Brussels Secretary of State for Equal Opportunities, Bianca Debaets (Christian Democrats and Flemish, CD&V) on Tuesday launched Belgium’s first application aimed at fighting harassment on the streets. The project is the result of cooperation between her department and the non-profit organization ‘Touche pas à mon pôte’ (‘Don’t touch my chum’), after which the app has been named.
A recent study by the University of Ghent indicates that 86% of women have been the victims of sexual harassment at least once; 34% of them are still being harassed today while 22% remain silent on the worst attacks. Only 3.6% go as far as lodging a complaint, Debaets said during the presentation of the project at the Institut des Hautes Etudes des Communications Sociales (IHECS – Institute of Higher Social Communication Studies) in Bruxelles.

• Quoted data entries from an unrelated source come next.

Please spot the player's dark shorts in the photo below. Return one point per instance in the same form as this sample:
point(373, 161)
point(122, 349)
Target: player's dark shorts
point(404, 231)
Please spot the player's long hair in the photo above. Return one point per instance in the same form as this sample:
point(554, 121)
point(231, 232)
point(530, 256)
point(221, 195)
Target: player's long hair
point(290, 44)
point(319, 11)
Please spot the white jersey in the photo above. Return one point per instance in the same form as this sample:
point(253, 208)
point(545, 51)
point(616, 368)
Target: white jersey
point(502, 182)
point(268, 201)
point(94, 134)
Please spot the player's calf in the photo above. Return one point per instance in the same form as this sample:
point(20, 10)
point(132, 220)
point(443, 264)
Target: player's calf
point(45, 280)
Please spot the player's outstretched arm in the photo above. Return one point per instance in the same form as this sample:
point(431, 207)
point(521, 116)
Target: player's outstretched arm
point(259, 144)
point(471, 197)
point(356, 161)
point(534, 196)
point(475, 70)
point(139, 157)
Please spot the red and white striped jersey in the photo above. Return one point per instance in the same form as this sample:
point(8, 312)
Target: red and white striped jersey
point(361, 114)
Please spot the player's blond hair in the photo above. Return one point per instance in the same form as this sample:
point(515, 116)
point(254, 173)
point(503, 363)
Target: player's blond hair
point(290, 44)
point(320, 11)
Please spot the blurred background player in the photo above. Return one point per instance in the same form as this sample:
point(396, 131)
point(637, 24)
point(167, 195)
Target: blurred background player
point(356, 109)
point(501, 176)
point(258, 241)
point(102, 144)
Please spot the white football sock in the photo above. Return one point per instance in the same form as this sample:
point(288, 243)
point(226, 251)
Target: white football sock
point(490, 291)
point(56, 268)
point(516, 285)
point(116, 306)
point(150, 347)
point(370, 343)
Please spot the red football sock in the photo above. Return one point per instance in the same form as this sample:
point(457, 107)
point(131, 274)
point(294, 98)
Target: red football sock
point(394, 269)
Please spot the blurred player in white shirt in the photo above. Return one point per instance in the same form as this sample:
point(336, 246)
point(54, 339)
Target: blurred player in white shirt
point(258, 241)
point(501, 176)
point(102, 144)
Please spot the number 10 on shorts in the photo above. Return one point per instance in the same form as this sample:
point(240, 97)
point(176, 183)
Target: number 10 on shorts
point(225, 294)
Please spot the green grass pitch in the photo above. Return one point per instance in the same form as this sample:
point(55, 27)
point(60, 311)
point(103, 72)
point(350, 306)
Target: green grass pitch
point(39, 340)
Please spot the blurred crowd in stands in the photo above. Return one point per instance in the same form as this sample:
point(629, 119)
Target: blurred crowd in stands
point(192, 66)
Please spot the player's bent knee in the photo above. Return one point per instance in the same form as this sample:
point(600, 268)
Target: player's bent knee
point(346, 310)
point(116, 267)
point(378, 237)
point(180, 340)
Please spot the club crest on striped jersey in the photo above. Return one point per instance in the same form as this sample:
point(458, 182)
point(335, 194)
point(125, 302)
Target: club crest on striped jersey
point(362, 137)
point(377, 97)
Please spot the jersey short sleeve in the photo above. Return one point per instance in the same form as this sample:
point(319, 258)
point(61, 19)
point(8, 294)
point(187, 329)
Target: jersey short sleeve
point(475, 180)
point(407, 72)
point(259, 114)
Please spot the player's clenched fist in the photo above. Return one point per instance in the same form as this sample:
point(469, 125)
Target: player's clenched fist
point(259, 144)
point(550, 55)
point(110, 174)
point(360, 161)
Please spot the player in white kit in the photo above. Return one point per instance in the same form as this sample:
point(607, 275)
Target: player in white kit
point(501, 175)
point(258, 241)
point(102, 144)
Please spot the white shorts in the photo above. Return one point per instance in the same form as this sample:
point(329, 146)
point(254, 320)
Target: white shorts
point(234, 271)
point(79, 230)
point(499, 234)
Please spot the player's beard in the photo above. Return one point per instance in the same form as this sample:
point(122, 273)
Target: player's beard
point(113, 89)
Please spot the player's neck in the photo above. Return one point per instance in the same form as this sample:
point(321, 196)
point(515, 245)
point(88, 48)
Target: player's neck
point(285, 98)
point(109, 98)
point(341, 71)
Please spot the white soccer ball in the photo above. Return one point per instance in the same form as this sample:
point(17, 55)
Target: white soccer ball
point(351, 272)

The aim of the ‘Touche pas à ma pote’ app is to help women to report sexual harassment and mobilise passers-by. “There is too little respect for women in public places,” the secretary of state noted. “Being insulted or aggressed in the street has lasting negative effects. We cannot accept that. I call on Brussels residents to become involved.”
The police also have access to data disseminated through the app and could ultimately adapt their patrols to suit.
The new tool is based on a French app, ‘Handsaway’, founded by a committed Parisian woman, Alma Guirao, and a third of whose users are men.
“This is no miracle solution, but it strengthens two important aspects,” Mrs. Debaets said. “You’re able to better see what is really happening and where, instead of just seeing the tip of the iceberg.”
‘Touche Pas A Ma Pote by Handsaway’ is now available on Google Play and, from the 9th of March, on Apple Store.